本章の概略説明
技能五輪全国大会は、1963年から毎年開催され、今年(2025年)で63回目を数える、幅広い職種を対象とする、唯一の全国レベルの技能競技大会です。機械系(9職種),金属系(5職種),建設・建築系(9職種),電子技術系(5職種),情報通信系(3職種),サービス・ファッション系(10職種)の計41職種で、約1,000名の青年技能者(23歳以下)が技能日本一を目指して競います。
本稿では、技能五輪全国大会「機械組立て」職種に挑戦する(株)豊田自動織機の取り組みと、選手がやすりに求める性能について、選手・コーチ経験者の立場からお伝えしていきます。
株式会社豊田自動織機と技能五輪全国大会
豊田自動織機では、2000年より技能五輪全国大会への挑戦を開始し、2024年までの25年間で、金賞22,銀賞50,銅賞53,敢闘賞75 計200のメダルを獲得しています。 現在は社業に関連の深い「機械組立て」「メカトロニクス」「機械製図」「旋盤」「構造物鉄工」「電気溶接」の6職種に挑戦しており、選手は原則3年の訓練期間で、日本一を目指せる水準の高い技能と、トラブルに対処できる問題解決力、強い精神力を身に着けます。

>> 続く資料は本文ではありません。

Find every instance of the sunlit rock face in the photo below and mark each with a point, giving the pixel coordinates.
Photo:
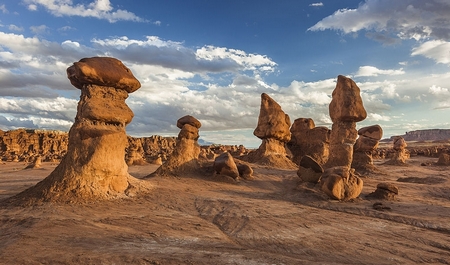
(307, 139)
(401, 154)
(273, 129)
(94, 166)
(365, 145)
(346, 108)
(184, 158)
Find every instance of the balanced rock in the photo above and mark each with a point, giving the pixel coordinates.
(309, 170)
(341, 183)
(273, 129)
(272, 122)
(400, 154)
(306, 139)
(444, 160)
(346, 108)
(94, 166)
(365, 145)
(225, 165)
(184, 158)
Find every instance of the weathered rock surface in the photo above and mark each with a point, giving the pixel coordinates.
(94, 166)
(346, 108)
(341, 183)
(272, 122)
(306, 139)
(444, 160)
(365, 145)
(309, 170)
(400, 154)
(273, 129)
(185, 157)
(225, 165)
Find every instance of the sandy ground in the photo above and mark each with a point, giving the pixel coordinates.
(274, 219)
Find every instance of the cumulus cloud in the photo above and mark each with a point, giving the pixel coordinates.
(38, 30)
(316, 4)
(436, 50)
(408, 19)
(171, 54)
(3, 9)
(373, 71)
(100, 9)
(15, 28)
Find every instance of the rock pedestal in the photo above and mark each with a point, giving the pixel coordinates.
(366, 143)
(94, 166)
(400, 153)
(273, 130)
(306, 139)
(184, 158)
(346, 108)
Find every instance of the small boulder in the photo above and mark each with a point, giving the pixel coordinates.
(341, 183)
(225, 165)
(384, 191)
(309, 170)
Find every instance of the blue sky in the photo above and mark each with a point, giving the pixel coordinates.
(213, 59)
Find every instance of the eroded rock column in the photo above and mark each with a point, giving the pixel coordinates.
(366, 143)
(273, 129)
(184, 158)
(94, 166)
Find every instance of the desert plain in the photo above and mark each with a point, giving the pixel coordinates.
(199, 219)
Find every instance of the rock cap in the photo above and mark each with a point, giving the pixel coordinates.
(102, 71)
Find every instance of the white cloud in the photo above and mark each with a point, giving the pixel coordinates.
(42, 29)
(316, 4)
(100, 9)
(15, 28)
(3, 9)
(373, 71)
(436, 50)
(411, 19)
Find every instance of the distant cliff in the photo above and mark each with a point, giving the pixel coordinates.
(426, 135)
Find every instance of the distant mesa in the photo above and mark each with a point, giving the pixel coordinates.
(424, 135)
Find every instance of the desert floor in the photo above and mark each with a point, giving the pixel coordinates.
(274, 219)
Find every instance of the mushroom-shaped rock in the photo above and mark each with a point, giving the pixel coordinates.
(273, 129)
(272, 121)
(341, 183)
(94, 166)
(184, 158)
(225, 165)
(346, 108)
(188, 119)
(102, 71)
(346, 104)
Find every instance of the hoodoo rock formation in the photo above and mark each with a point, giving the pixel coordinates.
(273, 130)
(365, 145)
(400, 154)
(307, 139)
(184, 158)
(94, 166)
(346, 108)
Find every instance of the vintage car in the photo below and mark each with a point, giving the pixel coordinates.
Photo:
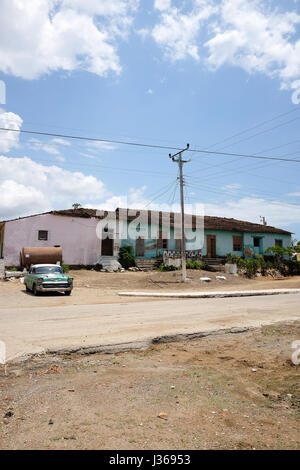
(47, 278)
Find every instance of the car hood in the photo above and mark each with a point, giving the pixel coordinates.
(57, 277)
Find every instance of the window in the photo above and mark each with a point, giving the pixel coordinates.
(43, 235)
(177, 244)
(162, 242)
(237, 243)
(256, 242)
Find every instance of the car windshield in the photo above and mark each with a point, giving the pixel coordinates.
(49, 270)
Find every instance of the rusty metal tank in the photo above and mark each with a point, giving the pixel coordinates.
(40, 255)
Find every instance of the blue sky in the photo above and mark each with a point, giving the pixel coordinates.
(159, 72)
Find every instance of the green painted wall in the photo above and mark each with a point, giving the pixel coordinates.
(224, 241)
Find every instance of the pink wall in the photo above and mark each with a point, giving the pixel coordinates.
(76, 235)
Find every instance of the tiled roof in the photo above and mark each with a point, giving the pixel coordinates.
(210, 222)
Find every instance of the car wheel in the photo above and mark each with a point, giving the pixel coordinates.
(34, 291)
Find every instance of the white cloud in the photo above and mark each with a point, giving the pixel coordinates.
(277, 213)
(99, 146)
(28, 187)
(36, 144)
(177, 33)
(162, 4)
(251, 36)
(9, 139)
(243, 33)
(41, 36)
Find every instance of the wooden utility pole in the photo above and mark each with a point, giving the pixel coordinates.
(181, 180)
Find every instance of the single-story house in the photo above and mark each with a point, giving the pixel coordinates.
(87, 235)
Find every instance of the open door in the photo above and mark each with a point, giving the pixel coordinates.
(139, 247)
(211, 246)
(107, 247)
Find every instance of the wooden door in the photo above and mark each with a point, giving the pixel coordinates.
(211, 246)
(107, 248)
(139, 247)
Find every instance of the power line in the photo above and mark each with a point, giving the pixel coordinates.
(253, 127)
(137, 144)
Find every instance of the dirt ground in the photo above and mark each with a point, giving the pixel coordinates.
(237, 391)
(91, 287)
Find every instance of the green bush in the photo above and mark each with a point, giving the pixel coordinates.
(126, 257)
(251, 266)
(65, 267)
(195, 265)
(232, 259)
(163, 268)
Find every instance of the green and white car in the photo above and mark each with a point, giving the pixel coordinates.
(47, 278)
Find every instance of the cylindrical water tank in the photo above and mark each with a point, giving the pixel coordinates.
(41, 255)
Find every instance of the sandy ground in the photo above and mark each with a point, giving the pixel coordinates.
(91, 287)
(238, 391)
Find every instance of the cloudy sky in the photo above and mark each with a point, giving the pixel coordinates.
(223, 75)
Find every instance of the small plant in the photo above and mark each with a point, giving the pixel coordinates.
(195, 265)
(126, 257)
(232, 259)
(164, 268)
(65, 267)
(280, 253)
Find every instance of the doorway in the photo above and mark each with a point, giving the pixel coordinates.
(211, 246)
(107, 247)
(139, 246)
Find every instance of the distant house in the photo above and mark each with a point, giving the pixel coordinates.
(87, 235)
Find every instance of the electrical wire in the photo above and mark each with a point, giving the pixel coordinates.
(137, 144)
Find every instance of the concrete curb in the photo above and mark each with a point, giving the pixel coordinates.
(210, 295)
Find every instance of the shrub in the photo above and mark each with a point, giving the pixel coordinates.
(163, 268)
(195, 264)
(126, 257)
(232, 259)
(65, 267)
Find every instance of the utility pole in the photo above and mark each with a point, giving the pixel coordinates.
(183, 247)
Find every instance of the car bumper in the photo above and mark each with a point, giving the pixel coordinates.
(40, 288)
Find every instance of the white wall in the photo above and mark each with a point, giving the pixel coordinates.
(76, 235)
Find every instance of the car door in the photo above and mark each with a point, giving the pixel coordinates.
(30, 277)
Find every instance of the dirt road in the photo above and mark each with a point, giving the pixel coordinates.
(93, 287)
(233, 391)
(36, 330)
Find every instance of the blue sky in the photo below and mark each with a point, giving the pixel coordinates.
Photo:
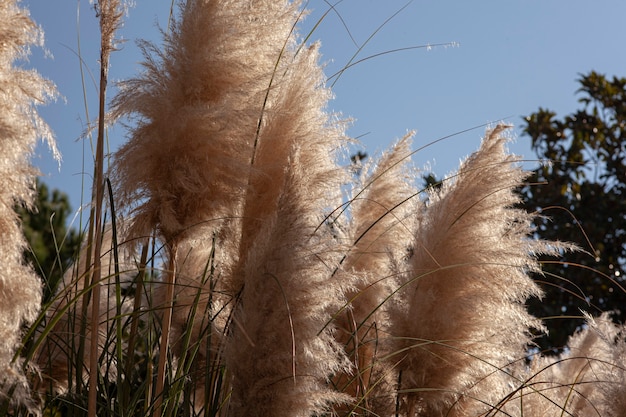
(503, 61)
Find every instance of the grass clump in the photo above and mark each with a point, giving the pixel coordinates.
(228, 275)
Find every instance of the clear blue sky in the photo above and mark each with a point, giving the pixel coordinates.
(510, 58)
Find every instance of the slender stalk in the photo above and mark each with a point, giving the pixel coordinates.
(109, 18)
(165, 332)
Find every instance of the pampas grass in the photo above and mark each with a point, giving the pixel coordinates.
(268, 292)
(20, 127)
(470, 262)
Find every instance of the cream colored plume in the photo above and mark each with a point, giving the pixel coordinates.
(197, 107)
(587, 380)
(465, 321)
(381, 229)
(20, 127)
(281, 352)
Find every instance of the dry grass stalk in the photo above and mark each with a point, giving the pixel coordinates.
(58, 355)
(20, 127)
(110, 18)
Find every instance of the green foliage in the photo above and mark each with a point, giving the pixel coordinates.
(580, 191)
(52, 244)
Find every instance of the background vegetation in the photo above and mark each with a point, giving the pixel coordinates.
(247, 286)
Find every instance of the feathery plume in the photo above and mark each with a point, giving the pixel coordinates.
(588, 379)
(381, 224)
(20, 127)
(465, 321)
(197, 106)
(281, 352)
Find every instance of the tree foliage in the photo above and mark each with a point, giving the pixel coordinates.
(52, 244)
(580, 192)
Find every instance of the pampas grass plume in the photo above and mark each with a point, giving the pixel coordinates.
(20, 127)
(465, 321)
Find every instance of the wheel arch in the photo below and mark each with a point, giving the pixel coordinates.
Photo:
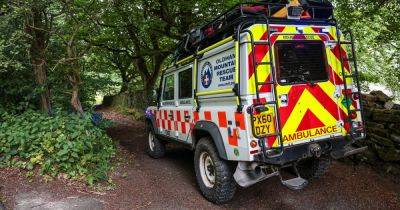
(150, 121)
(209, 129)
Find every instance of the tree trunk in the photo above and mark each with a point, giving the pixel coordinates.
(39, 32)
(74, 76)
(75, 101)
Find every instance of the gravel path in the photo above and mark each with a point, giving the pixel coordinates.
(169, 183)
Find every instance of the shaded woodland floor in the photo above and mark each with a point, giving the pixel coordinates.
(170, 183)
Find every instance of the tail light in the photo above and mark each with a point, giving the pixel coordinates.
(353, 115)
(253, 144)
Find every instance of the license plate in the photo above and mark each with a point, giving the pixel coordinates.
(264, 123)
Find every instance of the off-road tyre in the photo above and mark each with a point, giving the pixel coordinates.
(314, 168)
(157, 150)
(224, 186)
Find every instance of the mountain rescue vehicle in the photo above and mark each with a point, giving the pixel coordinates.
(263, 87)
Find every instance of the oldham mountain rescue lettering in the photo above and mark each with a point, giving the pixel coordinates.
(310, 133)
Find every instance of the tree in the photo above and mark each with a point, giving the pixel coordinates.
(148, 31)
(38, 24)
(377, 33)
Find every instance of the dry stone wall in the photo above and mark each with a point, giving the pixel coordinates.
(382, 117)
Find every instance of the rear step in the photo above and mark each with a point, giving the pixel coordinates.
(295, 183)
(347, 151)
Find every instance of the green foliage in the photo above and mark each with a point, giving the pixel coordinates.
(63, 144)
(377, 33)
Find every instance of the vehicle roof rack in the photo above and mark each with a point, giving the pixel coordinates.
(223, 26)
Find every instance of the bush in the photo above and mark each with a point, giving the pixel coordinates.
(64, 144)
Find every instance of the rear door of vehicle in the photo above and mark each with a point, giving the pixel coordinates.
(306, 91)
(184, 109)
(166, 118)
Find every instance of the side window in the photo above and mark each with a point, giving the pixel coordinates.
(169, 88)
(185, 84)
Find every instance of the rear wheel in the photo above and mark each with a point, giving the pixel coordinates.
(214, 175)
(155, 148)
(314, 167)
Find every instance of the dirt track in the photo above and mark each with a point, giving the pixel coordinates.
(169, 183)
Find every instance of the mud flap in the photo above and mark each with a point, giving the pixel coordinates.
(248, 174)
(296, 183)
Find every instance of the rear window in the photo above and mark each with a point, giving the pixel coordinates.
(300, 62)
(169, 88)
(185, 84)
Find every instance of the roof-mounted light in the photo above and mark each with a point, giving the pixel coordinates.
(294, 12)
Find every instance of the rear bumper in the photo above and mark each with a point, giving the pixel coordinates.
(297, 152)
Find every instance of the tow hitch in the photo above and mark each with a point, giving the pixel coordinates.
(248, 174)
(347, 151)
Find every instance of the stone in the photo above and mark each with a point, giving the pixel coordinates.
(370, 157)
(395, 138)
(389, 105)
(395, 128)
(381, 140)
(389, 154)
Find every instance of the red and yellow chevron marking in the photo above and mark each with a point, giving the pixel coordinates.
(313, 111)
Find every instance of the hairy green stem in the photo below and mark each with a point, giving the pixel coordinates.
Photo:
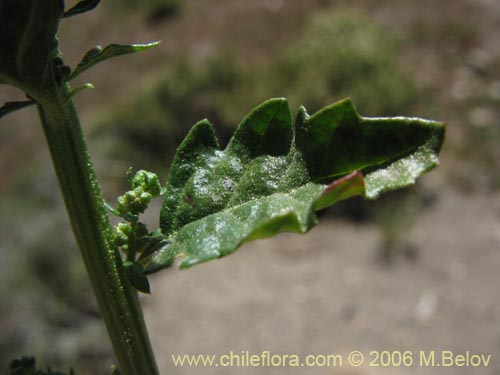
(116, 298)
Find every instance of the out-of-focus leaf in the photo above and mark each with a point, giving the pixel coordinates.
(275, 172)
(97, 54)
(81, 7)
(136, 276)
(28, 44)
(15, 106)
(27, 366)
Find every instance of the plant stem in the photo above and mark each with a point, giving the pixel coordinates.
(117, 300)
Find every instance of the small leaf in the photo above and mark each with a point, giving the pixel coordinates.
(97, 54)
(15, 106)
(275, 173)
(81, 7)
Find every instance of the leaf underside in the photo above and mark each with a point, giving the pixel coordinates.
(277, 171)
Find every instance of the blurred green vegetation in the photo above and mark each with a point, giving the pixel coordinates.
(339, 54)
(153, 10)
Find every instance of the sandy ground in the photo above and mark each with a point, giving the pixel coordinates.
(324, 294)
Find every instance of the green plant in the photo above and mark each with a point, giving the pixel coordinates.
(276, 171)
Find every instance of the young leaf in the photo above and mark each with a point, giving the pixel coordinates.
(97, 54)
(275, 172)
(15, 106)
(82, 7)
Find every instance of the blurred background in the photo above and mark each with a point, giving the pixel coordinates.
(415, 270)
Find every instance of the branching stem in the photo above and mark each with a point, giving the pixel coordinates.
(116, 298)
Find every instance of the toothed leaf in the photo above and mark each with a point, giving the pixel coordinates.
(276, 172)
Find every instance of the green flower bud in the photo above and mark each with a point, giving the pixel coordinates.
(148, 181)
(123, 232)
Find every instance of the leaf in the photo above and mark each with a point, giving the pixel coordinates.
(97, 54)
(15, 106)
(81, 7)
(276, 172)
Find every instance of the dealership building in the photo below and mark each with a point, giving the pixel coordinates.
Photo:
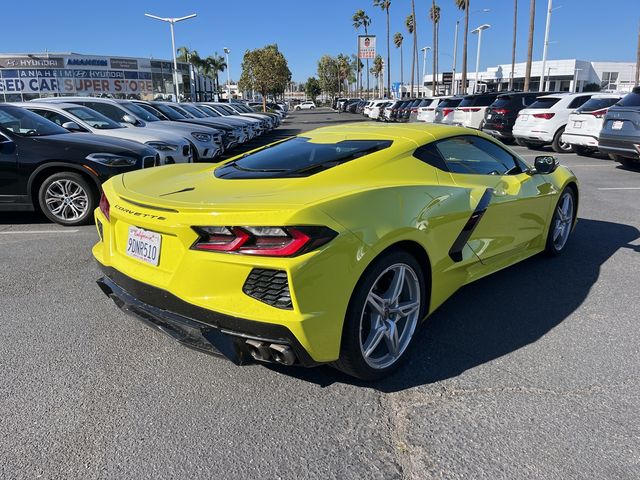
(559, 76)
(30, 76)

当社(豊田自動織機)では、原則、技能専修学園(次項参照)の修了生から技能五輪選手を選抜しています。
豊田自動織機 技能専修学園とは
豊田自動織機 技能専修学園は、職業能力開発促進法に基づく“認定職業訓練校”で、訓練を修了すると「技能士補」の資格を得ることができます。 主に工業高校を卒業した約60名の新入社員が在籍しており、入社すると同時に入学するため、給料を貰いながら1年間訓練を受けることができます。
訓練は「心身・実技・学科」の3本柱で構成されており、指導員(学校でいう先生)を務める先輩社員から、実用的な知識や技能の指導を受けますが、高校に比べると、社会人としての基礎を身に着けるための心身訓練の時間が多いのが特徴です。
2025年現在、累計修了者数は2,600名を超え、製造現場の核となって活躍しています。
機械組立て職種の競技内容
機械組立て職種は、鉄工やすりで複数の部品に仕上げ加工を行い、最終的に自動動作する装置を組み上げる競技です。仕上げ加工とはいっても、やすりで鋼材(主にS50C)を削るには大きな力が必要で、選手たちはアスリートのような素早く力強い動きで部品を仕上げていきます。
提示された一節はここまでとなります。